Я последовала за ним. В ольховых зарослях, на кое‑как сложенном из камней очаге, подпрыгивал допотопный котелок, соединённый с резервуаром переплетением медных кишок; с одного конца трубки капал дистиллят. Что‑то необычное происходило с оборудованием под действием пылающего огня. Похоже на то, что Волк не встал вовремя, и его четвероногий подельник, поставленный на шухере, прибежал его разбудить.

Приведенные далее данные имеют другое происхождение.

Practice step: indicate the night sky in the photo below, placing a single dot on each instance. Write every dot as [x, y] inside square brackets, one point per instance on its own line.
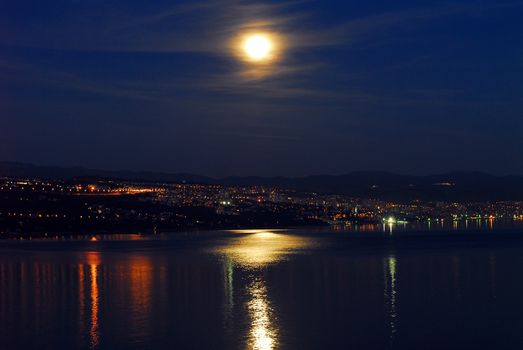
[413, 87]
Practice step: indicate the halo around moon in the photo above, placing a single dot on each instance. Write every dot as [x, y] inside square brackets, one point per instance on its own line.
[258, 47]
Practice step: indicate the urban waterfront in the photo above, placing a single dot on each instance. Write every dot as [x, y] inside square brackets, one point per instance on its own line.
[266, 289]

— Гонишь с ним самогонку, ты, уголовная псина!
— Гав!
Я схватила ведро, плеснула водой в пылающие дрова, принесла ещё, залила огонь. Во мне возникало чёрное бешенство. Во что этот кретин, этот бездельник, играется? В тюрьму захотел.

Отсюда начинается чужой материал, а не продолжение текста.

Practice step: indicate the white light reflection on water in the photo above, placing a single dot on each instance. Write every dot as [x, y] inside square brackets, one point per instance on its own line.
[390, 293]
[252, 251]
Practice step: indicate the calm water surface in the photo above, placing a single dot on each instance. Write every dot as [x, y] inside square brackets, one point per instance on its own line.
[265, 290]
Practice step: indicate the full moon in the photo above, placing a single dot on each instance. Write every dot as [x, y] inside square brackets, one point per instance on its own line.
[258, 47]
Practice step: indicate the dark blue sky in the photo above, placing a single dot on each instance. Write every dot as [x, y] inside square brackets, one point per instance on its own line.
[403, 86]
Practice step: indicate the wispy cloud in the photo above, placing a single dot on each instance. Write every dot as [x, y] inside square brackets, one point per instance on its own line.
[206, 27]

Я перевернула посуду, вылила затор, уничтожала, разбивала металлические кишки, била камнями в теплообменник. Вместе со мной бесновался Мачек: танцевал, бегал, прыгал и взлаивал.
— Что здесь происходит, Пелька?! — появился среди нас Волк, как видно, разбуженный неутихающим лаем собаки.

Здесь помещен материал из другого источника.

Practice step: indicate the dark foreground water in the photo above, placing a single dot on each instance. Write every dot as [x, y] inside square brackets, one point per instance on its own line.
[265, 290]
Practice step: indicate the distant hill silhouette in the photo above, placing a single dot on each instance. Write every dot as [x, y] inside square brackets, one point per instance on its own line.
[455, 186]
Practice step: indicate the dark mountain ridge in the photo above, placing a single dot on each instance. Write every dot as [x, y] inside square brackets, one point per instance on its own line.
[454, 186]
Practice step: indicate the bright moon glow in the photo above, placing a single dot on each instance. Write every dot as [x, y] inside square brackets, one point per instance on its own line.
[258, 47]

— Дурачина, скучаешь по небу в клеточку, давно с мусорами не знался? Теперь уже некому будет вытаскивать тебя из тюряги.
— Бешеная кошка, сдурела совсем! — он оттолкнул меня, собрал погнутые трубки и отошёл, свистом позвав собаку, и это животное предательски побежало за ним, даже не взглянув на меня.
Холодная вода Озера вернула мне ясность мышления.
Ну и что я хорошего сделала? Подумаешь, немного самогона. В такой глухомани, ночью, никто не учует паров дистилляции. А что ему делать, если он хочет выпить? И за сто лет не построит дома, если будет покупать магазинную. Факт.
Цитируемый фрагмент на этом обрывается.